The global burden of NCDs – time for UK leadership

The first event convened by the UK Working Group on NCDs was a parliamentary briefing, held in Portcullis House on 16 May 2018: ‘The global burden of NCDs – time for UK leadership’. The aim was to investigate how the UK’s leadership positions in international development and research could be brought to bear on the mismatch between the burden of NCDs and the development assistance available for these diseases in low- and middle-income countries. Participants were drawn from the UK Working Group on NCDs, the All-Party Parliamentary Group on Global Health, the Department of Health, Public Health England and the Department for International Development.

Lord Nigel Crisp, the co-chair of the APPG on Global Health, opened by setting out the global burden of NCDs: three-quarters of deaths from NCDs occur in low- and middle-income settings. But he also highlighted that the UK also has much to learn from LMICs: a ‘turning-the-world-upside-down’ approach. He called on participants to consider how better to engage nurses in NCD prevention, detection, early intervention and treatment.

Louise Meincke, from World Cancer Research Fund International, noted recent statements by WHO Director General Dr Tedros’ that what is lacking is implementation and political will. NCDs threaten to undermine development progress made to date in many countries – and yet just 2% of development assistance for health goes to NCDs. We need to support national governments in implementing their NCD commitments in ways that build on the UK’s experience in international development. An example of a UK-government funded programme was described by Andrew Black: FCTC 2030 is supporting 15 countries to become regional and global leaders in tobacco control over five years: ‘offering best-of-British support and resources to countries to enable them to advance tobacco control’.

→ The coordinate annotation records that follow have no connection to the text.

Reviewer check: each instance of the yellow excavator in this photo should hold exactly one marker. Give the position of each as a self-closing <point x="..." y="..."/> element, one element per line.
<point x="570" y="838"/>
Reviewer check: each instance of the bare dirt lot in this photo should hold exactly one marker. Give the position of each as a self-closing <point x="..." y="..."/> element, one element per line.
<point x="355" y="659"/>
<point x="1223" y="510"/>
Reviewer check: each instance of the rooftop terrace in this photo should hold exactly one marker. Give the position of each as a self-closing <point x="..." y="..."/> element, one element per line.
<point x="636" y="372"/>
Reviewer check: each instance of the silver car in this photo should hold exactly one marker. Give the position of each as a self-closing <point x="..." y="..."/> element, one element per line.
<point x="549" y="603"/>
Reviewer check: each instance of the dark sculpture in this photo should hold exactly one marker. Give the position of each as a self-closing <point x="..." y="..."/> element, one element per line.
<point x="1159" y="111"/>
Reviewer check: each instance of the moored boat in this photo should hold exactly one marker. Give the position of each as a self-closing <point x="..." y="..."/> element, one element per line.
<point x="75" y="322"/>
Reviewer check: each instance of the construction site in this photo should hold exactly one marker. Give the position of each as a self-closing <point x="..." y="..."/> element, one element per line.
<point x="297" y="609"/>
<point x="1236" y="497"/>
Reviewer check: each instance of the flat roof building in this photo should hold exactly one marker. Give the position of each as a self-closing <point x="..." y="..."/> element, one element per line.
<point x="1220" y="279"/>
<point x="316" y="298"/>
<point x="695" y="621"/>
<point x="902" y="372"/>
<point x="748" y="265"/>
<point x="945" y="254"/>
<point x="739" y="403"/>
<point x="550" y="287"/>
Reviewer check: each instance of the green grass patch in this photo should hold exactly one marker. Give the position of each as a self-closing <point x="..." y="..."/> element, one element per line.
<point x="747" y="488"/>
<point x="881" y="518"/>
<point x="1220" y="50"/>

Celina Gorre (Global Alliance for Chronic Diseases) commended the UK government for leading on global health research, but also called for greater implementation research – e.g. around evidence for effectiveness of the Best Buys in NCDs in low-income countries.

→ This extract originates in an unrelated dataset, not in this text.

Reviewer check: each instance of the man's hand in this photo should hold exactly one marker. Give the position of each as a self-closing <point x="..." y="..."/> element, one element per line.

Discussion included: the need to build capacity in partner countries; other sources of funding (such as the Prosperity Fund, a Foreign & Commonwealth Office initiative that includes £80 million for programmes with an NCD focus across eight countries); how to better coordinate the UK’s many assets to use our influence constructively; and the opportunity to use the diversity of our healthcare workforce (drawn from diasporas all over the world) as a global resource from which the UK can learn.

Finally, there was a call for the UK government to put itself forward at the forthcoming UN High-level Meeting on NCDs as a ‘gold standard partner’, rather than a government that ‘funds and forgets’.